LLM::Chat
Introduction
LLM::Chat is a module for inferencing large language models.
It automatically manages pruning old messages, retaining the system prompt (:sysprompt) & other sticky (:sticky) messages, and inserting messages at depth (:depth).
Example Usage
This is an implementation of a terminal-based conversational loop with LLM::Chat:
#!/usr/bin/env raku
use lib 'lib';
use LLM::Chat::Backend::OpenAICommon;
use LLM::Chat::Backend::Settings;
use LLM::Chat::Conversation;
use LLM::Chat::Conversation::Message;
use LLM::Chat::Template::MistralV7;
use LLM::Chat::TokenCounter;
use Tokenizers;
## EDIT THESE TO MATCH YOUR ENVIRONMENT
constant $API_URL     = 'http://192.168.1.193:5001/v1';
constant $MAX_TOKENS  = 1024;
constant $MAX_CONTEXT = 32768;
my @conversation = (
	LLM::Chat::Conversation::Message.new(
		role      => 'system',
		content   => 'You are a helpful assistant.',
		sysprompt => True
	);
);
my $template      = LLM::Chat::Template::MistralV7.new;
my $tokenizer     = Tokenizers.new-from-json(
	slurp('t/fixtures/tokenizer.json')
);
my $token-counter = LLM::Chat::TokenCounter.new(
	tokenizer => $tokenizer,
	template  => $template,
);
my $settings = LLM::Chat::Backend::Settings.new(
	max_tokens => $MAX_TOKENS,
	max_context => $MAX_CONTEXT,
);
my $con = LLM::Chat::Conversation.new(
	token-counter  => $token-counter,
	context-budget => $MAX_CONTEXT - $MAX_TOKENS,
);
my $backend = LLM::Chat::Backend::OpenAICommon.new(
	api_url  => $API_URL,
	settings => $settings,
);
loop {
	my @lines;
	say "Enter your input. Type 'DONE' on a line by itself when finished:\n";
	loop {
		print "> ";
		my $line = $*IN.get // last;
		last if $line.trim eq 'DONE';
		@lines.push: $line;
	}
	last if @lines.elems == 0;
	@conversation.push: LLM::Chat::Conversation::Message.new(
		role    => 'user',
		content => @lines.join("\n"),
	);
	my @prompt = $con.prepare-for-inference(@conversation);
	my $resp   = $backend.chat-completion-stream(@prompt);
	my $last;
	loop {
		my $new = $resp.latest.subst(/^$last/, '');
		$last   = $resp.latest;
		print $new if $new ne "";
		last if $resp.is-done;
		sleep(0.1);
	}
	print "\n";
	print "ERROR: {$resp.err}\n" if !$resp.is-success;
}
See examples/* and t/* for more usage examples.
Current Support
Inference Types
- Chat completion (with or without streaming)
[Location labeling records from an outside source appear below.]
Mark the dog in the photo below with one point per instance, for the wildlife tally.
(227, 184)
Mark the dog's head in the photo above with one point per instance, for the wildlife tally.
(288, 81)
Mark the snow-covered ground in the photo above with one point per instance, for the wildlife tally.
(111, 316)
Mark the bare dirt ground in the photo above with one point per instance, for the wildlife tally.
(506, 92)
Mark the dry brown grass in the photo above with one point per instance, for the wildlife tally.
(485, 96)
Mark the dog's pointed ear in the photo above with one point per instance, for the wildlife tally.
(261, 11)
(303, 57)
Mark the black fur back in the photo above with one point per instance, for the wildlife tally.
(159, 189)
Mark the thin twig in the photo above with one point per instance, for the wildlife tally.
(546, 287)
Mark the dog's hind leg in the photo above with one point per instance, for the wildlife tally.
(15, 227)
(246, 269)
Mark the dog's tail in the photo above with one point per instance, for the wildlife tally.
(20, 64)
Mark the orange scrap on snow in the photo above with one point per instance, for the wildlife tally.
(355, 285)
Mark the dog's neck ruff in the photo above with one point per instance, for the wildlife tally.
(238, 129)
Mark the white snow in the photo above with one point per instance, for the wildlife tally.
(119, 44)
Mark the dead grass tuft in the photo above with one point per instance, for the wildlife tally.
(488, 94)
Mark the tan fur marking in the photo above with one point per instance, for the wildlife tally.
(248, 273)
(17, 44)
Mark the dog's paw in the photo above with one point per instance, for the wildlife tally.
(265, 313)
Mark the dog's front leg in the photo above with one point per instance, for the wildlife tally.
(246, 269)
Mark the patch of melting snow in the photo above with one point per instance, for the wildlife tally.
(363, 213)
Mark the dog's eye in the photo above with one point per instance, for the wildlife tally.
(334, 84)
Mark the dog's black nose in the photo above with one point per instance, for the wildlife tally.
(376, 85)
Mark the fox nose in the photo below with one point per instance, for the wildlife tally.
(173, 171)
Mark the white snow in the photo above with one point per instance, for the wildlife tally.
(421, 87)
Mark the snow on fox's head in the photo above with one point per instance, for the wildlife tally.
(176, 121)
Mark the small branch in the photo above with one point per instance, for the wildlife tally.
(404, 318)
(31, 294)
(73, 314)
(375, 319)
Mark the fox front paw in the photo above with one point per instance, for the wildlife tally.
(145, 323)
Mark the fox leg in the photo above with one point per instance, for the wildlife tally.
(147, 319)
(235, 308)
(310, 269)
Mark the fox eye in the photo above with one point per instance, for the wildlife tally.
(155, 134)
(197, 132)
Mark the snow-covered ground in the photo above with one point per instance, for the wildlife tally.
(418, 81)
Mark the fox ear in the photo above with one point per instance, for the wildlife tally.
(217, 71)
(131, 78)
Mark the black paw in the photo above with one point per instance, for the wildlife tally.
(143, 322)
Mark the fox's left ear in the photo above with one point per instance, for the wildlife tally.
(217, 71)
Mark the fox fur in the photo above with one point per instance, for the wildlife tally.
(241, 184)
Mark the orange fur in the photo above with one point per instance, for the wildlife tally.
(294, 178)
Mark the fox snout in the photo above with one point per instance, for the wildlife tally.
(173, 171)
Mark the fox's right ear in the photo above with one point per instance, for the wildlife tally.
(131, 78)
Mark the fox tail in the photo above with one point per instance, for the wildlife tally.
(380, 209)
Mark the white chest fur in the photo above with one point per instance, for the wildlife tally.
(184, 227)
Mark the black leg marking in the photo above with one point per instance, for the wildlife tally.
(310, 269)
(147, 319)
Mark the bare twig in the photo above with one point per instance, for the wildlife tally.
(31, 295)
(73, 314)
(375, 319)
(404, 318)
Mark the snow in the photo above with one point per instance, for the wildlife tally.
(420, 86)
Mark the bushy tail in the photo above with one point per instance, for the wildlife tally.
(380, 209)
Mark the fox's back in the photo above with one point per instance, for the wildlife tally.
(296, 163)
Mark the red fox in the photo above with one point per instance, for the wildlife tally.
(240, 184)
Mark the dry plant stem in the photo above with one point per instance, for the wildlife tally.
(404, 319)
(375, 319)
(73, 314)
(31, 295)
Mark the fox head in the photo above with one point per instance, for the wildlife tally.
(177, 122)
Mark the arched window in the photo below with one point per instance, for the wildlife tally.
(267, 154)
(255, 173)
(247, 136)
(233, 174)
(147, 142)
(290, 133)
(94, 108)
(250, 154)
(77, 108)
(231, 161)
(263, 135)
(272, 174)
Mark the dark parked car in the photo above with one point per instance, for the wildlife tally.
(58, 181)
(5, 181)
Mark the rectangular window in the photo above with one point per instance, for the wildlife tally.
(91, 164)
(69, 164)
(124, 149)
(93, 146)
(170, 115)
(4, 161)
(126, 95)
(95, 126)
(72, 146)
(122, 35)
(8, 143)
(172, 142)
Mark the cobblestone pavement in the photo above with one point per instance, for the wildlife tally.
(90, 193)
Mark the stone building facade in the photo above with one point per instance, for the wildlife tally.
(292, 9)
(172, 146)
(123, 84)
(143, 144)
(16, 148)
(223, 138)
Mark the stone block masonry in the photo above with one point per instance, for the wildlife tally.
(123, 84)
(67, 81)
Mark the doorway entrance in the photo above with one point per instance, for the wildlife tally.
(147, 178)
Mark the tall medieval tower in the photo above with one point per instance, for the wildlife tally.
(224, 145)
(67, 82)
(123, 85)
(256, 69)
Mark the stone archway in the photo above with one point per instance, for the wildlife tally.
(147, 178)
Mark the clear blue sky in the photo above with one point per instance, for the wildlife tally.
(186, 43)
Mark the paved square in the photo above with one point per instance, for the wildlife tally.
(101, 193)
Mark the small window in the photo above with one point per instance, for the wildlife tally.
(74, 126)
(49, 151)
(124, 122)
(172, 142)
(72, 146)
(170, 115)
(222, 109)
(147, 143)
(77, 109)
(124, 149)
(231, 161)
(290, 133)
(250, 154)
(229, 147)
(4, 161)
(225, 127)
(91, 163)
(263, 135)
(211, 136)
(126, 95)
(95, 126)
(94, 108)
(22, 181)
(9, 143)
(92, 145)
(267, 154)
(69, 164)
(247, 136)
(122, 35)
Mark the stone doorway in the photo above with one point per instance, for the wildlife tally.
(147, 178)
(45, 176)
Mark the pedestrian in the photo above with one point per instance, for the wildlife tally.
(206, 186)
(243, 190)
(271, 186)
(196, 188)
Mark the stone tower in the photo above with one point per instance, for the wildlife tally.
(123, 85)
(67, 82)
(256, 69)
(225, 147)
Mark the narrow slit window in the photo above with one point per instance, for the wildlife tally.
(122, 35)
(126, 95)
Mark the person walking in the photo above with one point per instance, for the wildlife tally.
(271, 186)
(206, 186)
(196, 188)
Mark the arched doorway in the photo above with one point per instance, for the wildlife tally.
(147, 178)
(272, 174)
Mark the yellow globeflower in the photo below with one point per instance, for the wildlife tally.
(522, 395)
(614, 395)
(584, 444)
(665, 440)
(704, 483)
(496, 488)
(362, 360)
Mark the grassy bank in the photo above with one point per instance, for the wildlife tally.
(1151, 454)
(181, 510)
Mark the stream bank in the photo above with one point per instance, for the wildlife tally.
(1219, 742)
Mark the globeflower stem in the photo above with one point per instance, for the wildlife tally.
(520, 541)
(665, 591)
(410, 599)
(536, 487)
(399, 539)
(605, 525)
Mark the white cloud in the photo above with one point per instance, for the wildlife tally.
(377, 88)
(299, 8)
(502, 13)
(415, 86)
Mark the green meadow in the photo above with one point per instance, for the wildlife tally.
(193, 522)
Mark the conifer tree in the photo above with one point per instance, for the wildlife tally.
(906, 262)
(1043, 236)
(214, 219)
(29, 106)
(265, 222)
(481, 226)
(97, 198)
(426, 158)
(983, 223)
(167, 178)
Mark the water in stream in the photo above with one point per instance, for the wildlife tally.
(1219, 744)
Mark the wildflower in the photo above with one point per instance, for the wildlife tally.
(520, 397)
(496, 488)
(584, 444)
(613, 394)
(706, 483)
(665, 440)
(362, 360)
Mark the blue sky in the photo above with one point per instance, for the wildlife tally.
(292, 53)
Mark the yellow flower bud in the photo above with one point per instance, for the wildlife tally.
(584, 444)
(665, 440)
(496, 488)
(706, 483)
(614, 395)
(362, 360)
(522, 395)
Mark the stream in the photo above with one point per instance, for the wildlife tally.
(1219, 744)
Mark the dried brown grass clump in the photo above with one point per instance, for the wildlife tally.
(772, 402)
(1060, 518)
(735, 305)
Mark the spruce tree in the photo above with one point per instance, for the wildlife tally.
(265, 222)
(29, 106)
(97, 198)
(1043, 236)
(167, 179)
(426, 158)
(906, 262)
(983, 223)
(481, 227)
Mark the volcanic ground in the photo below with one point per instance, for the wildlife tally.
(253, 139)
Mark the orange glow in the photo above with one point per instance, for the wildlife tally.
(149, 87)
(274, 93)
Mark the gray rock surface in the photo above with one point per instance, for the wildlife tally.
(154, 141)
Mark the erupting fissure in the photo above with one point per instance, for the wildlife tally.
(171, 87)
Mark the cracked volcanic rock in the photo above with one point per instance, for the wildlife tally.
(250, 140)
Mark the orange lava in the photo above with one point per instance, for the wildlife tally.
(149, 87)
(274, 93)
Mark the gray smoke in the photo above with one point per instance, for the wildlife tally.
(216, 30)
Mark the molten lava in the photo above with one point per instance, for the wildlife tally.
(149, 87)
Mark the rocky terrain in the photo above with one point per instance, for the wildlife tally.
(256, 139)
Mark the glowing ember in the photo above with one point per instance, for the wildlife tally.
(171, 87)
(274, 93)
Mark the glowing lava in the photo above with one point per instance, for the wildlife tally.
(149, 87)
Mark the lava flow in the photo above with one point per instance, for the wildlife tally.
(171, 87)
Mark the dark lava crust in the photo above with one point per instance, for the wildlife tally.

- Text completion (with or without streaming)
API Types
- OpenAI compatible (most backends) - LLM::Chat::Backend::OpenAICommon
- KoboldCpp (additional samplers & cancel function) - LLM::Chat::Backend::KoboldCpp
To implement more API types, just extend LLM::Chat::Backend.
Chat Templates
- ChatML (LLM::Chat::Template::ChatML)
- Gemma 2 (LLM::Chat::Template::Gemma2)
- Llama 3 (LLM::Chat::Template::Llama3)
- Llama 4 (LLM::Chat::Template::Llama4)
- Mistral V7 (LLM::Chat::Template::MistralV7)
To implement more chat templates, just extend LLM::Chat::Template. You will need a correct chat template for accurate context shifting and/or text completion.
Planned
- Tool Calling
- VLM Capabilities
- More APIs & templates
- Automatically fetching tokenizers & chat template from HF model identifiers
Contributing
Pull requests and issues welcome.
License
Artistic License 2.0
(C) 2025 Matt Doughty <matt@apogee.guru>
The file at t/fixtures/tokenizer.json is (C) 2025 Mistral AI.
It is extracted from Mistral Nemo, which is an Apache 2.0 licensed model.